Des iguanes se prélassent au milieu de la place centrale, indifférents aux passants qui photographient leurs écailles. Le parc Seminario, en plein cœur de Guayaquil, donne le ton de la plus grande ville de l'Équateur : exubérante, tropicale, imprévisible. Face à la cathédrale néogothique, ces reptiles paisibles rappellent que les Galápagos ne sont pas loin, et que c'est souvent d'ici que l'on s'y envole.
Arriver par le fleuve
Guayaquil s'étire le long du Guayas, large fleuve café au lait qui descend vers le Pacifique. Selon les navires et les marées, l'accostage se fait aux installations portuaires au sud de l'agglomération, à une dizaine de kilomètres du centre, ou par transbordement vers les pontons du Malecón. Dans les deux cas, prévoyez un transport organisé ou un taxi pour rejoindre le cœur urbain : la circulation est dense et la chaleur, constante, invite à économiser ses forces.
Le Malecón 2000, colonne vertébrale de Guayaquil
La promenade riveraine du Malecón Simón Bolívar, réaménagée au tournant du millénaire, a redonné aux habitants le goût de leur rive. Elle déroule deux kilomètres et demi de jardins, de placettes et de musées le long de l'eau. On y marche à l'ombre des arbres, entre les fontaines et les aires de jeux, avec le va-et-vient des embarcations en toile de fond. À mi-parcours se dresse La Rotonda, monument où se serrent la main Simón Bolívar et José de San Martín, en souvenir de leur unique rencontre, tenue à Guayaquil en 1822, au moment où se jouait l'indépendance du continent. L'extrémité nord réunit un jardin botanique surélevé, un cinéma IMAX et le musée d'anthropologie et d'art contemporain. En chemin, le Palacio de Cristal, ancien marché de structure métallique reconverti en salle d'exposition, rappelle l'époque où le cacao équatorien, embarqué sur ces quais, faisait la fortune du pays.
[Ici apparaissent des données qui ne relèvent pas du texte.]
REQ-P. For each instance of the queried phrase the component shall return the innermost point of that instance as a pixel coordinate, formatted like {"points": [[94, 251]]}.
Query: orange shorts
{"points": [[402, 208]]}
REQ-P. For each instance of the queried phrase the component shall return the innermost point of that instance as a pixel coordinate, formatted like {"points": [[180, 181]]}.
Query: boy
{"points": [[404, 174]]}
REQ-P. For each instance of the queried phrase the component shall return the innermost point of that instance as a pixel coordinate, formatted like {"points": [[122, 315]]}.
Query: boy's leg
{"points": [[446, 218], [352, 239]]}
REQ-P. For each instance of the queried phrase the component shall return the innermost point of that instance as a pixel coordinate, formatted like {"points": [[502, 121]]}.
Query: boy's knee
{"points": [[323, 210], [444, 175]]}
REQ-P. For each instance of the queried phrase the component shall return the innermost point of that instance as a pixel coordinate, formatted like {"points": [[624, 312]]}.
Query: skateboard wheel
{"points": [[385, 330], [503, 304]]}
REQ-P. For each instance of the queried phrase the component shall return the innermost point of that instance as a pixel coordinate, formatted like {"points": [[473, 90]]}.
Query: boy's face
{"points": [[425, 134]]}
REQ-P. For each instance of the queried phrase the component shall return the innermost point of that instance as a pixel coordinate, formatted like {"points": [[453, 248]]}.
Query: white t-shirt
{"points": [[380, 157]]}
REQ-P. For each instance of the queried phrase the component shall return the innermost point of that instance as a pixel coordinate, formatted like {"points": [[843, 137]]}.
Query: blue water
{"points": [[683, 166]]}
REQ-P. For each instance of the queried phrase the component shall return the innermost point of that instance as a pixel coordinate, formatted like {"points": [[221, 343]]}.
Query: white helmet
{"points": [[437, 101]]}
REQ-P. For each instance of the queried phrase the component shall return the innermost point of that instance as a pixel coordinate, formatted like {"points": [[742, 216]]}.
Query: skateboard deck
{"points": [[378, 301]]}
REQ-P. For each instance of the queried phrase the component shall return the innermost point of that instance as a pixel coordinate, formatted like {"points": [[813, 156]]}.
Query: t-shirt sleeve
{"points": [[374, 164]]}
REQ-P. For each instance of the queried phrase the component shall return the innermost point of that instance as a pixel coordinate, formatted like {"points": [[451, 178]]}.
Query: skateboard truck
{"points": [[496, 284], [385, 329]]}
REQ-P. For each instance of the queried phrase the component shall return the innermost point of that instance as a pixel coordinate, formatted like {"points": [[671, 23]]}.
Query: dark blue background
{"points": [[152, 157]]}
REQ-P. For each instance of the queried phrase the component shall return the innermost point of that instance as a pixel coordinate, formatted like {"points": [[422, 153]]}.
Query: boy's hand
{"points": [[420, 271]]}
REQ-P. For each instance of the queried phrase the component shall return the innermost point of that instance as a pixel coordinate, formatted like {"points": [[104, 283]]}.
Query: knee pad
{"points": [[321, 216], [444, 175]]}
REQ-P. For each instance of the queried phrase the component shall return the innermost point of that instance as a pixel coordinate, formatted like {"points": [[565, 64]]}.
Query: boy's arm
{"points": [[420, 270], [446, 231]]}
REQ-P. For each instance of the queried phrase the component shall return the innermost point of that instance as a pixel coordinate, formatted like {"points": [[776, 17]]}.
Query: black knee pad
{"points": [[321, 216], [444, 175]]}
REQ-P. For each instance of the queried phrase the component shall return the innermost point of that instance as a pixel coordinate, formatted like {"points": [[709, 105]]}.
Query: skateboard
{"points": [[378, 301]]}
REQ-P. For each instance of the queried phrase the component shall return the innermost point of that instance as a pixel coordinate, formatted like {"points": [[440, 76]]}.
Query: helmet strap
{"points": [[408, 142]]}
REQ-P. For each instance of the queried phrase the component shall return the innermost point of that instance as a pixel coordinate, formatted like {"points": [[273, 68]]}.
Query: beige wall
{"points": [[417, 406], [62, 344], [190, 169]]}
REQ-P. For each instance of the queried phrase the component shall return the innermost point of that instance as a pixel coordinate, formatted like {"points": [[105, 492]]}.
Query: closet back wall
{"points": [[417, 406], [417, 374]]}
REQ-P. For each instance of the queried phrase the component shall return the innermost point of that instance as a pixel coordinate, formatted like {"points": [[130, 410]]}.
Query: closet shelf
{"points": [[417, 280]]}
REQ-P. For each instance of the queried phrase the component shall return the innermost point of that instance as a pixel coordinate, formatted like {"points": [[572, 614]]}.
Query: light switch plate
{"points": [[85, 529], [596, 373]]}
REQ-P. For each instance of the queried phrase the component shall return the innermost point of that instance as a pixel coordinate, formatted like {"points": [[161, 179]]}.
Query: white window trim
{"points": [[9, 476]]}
Las Peñas, le berceau d'avant les incendies
Au bout du Malecón, le quartier de Las Peñas accroche ses maisons de bois peintes de couleurs vives aux flancs du cerro Santa Ana. Le secteur fut épargné par les grands incendies qui ont ravagé le reste de la cité. L'escalier numéroté du cerro compte 444 marches; les paliers ménagent des pauses entre cafés, galeries et balcons fleuris. Au sommet, un phare et une petite chapelle dominent l'enchevêtrement des toits, la courbe du fleuve et, par temps clair, les plantations qui s'étendent à perte de vue. La montée demande un effort en climat équatorial : partez tôt, emportez de l'eau et prenez les paliers comme autant de prétextes à regarder derrière vous.
Repères pratiques
| Repère | Ce qu'il faut savoir |
|---|---|
| Accostage | Port commercial au sud ou transbordement vers le Malecón selon le navire |
| Malecón 2000 | Promenade de 2,5 km au centre, point de départ idéal |
| Cerro Santa Ana | 444 marches, phare et panorama au sommet |
| Climat | Chaleur humide toute l'année, eau et chapeau recommandés |
Saveurs du littoral équatorien
La table locale mérite qu'on lui réserve un moment. L'encebollado, bouillon de thon aux oignons rouges et au manioc, se mange à toute heure; le ceviche de crevettes rappelle que la ville vit aussi de ses bassins d'élevage; le patacón, banane plantain écrasée et frite, accompagne tout. Les restaurants de la promenade et de Las Peñas en proposent des versions soignées, à déguster face au Guayas, pendant que les jacinthes d'eau descendent le courant par îlots entiers.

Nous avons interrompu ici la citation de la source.